Autismo y psicoanálisis
  Por María Julia Basso
   
 
Pensar en las incumbencias del psicoanálisis en lo que hace al tratamiento del autismo, nos lleva a indagar respecto de las particularidades que encontramos en la clínica de aquello que no se articula en un discurso. Precisamente, las manifestaciones que el autismo nos da a ver, patentizan muchas veces, “Eso” que no cesa de no inscribirse, de ahí que esta afección sea usualmente asociada a la clínica de lo real. Es en efecto, lo real de esta clínica, aquello que insistentemente nos interroga y nos conduce invariablemente al borde mismo de nuestro saber, al tiempo que nos desafía a una rigurosa puesta a punto en la investigación y formalización de nuestra práctica, sin olvidar que la misma ha sido instituida alrededor de un saber muy particular, el cual incluye en su esencia un saber no sabido, que es el del inconsciente.

Una primera apreciación nos permite colegir que los fenómenos que se presentan en este padecimiento no califican para ser considerados como “formaciones del inconsciente”, puesto que, para suponer un retorno de lo reprimido, hay que admitir primero una represión –Verdrängung– y, para que ésta ocurra, tiene que darse previamente, un momento lógico de admisión en el aparato anímico: aquello que Freud dio en llamar, la Bejahung primordial o afirmación primordial, y que Lacan hizo corresponder, al tiempo en que los significantes son inscriptos en lo simbólico.
Recordemos que en la constitución del aparato psíquico, Freud propone la “inclusión” dentro del yo y la “expulsión” fuera de él: todo lo que ha quedado incluido adentro tuvo que haber seguido el camino de la Bejahung, en tanto que lo que ha sido expulsado afuera tuvo que ser el resultado de una Ausstossung. Para Freud, esta polaridad originaria inclusión-expulsión, “… parece corresponder a la oposición de los dos grupos pulsionales que hemos supuesto. La afirmación –como sustituto de la unión–, pertenece al Eros y la ne­gación –sucesora de la expulsión– a la pulsión de destrucción”1.
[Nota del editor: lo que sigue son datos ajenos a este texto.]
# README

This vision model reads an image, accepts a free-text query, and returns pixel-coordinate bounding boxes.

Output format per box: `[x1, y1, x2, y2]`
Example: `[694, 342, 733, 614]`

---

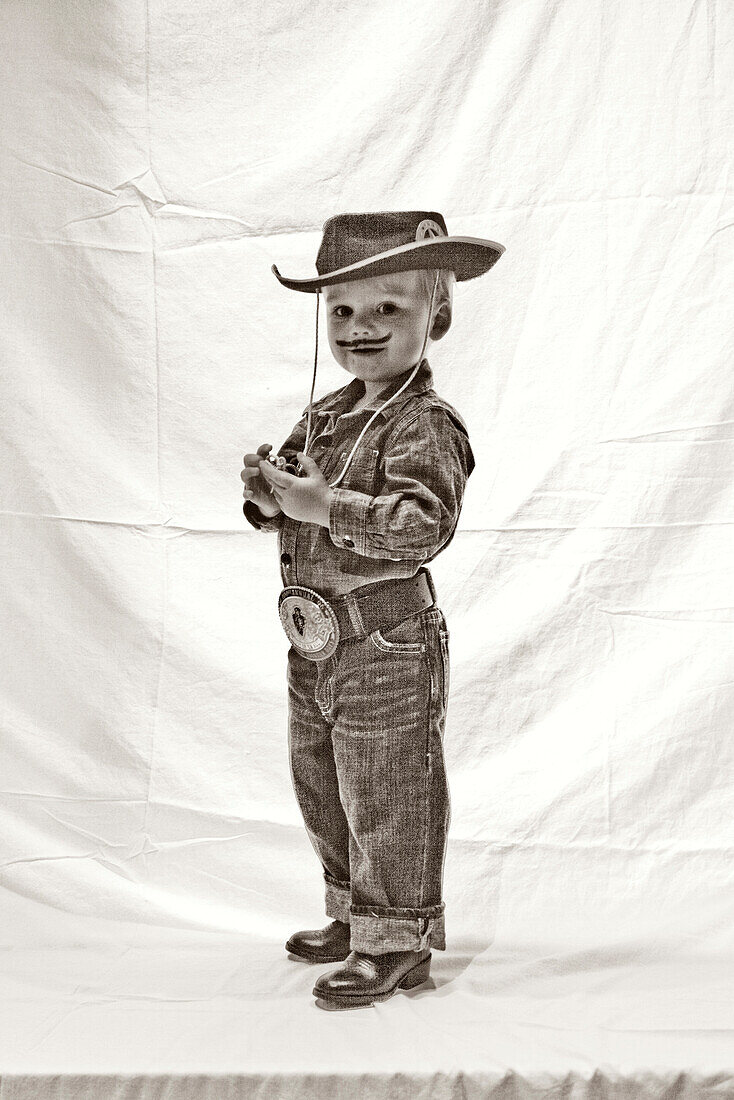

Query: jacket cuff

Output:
[242, 501, 283, 531]
[329, 488, 372, 554]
El autismo nos incita a reflexionar entonces, respecto de la posibilidad de un “accidente” dado a nivel de esta operación primaria de inclusión-expulsión, suceso que deducimos, se correspondería con una frustrada entremezcla entre Eros y pulsión de muerte.
En mi libro, Una aproximación psicoanalítica al Autismo,2 procuré ubicar, dentro de la obra de Freud, algunos hitos que resultan esencia­les para pensar esta temática, intentando responder a muchos de los enigmas que emanan del autismo, a partir de nociones claves de la metapsicología freudia­na, tales como: libido, pulsión, autoerotismo, pro­cesos psíquicos de inscripción y retrascripción, narcisismo, identi­ficación, repetición, represión, etc. Si bien, en la vasta obra del maestro de Viena no aparece el concepto de autismo como entidad nosográfica, poder estudiar estas conceptualizaciones, considerando los puntos de vista tópico, dinámico y económico, puede acercarnos a una justa intelección de lo que en este padeci­miento acontece.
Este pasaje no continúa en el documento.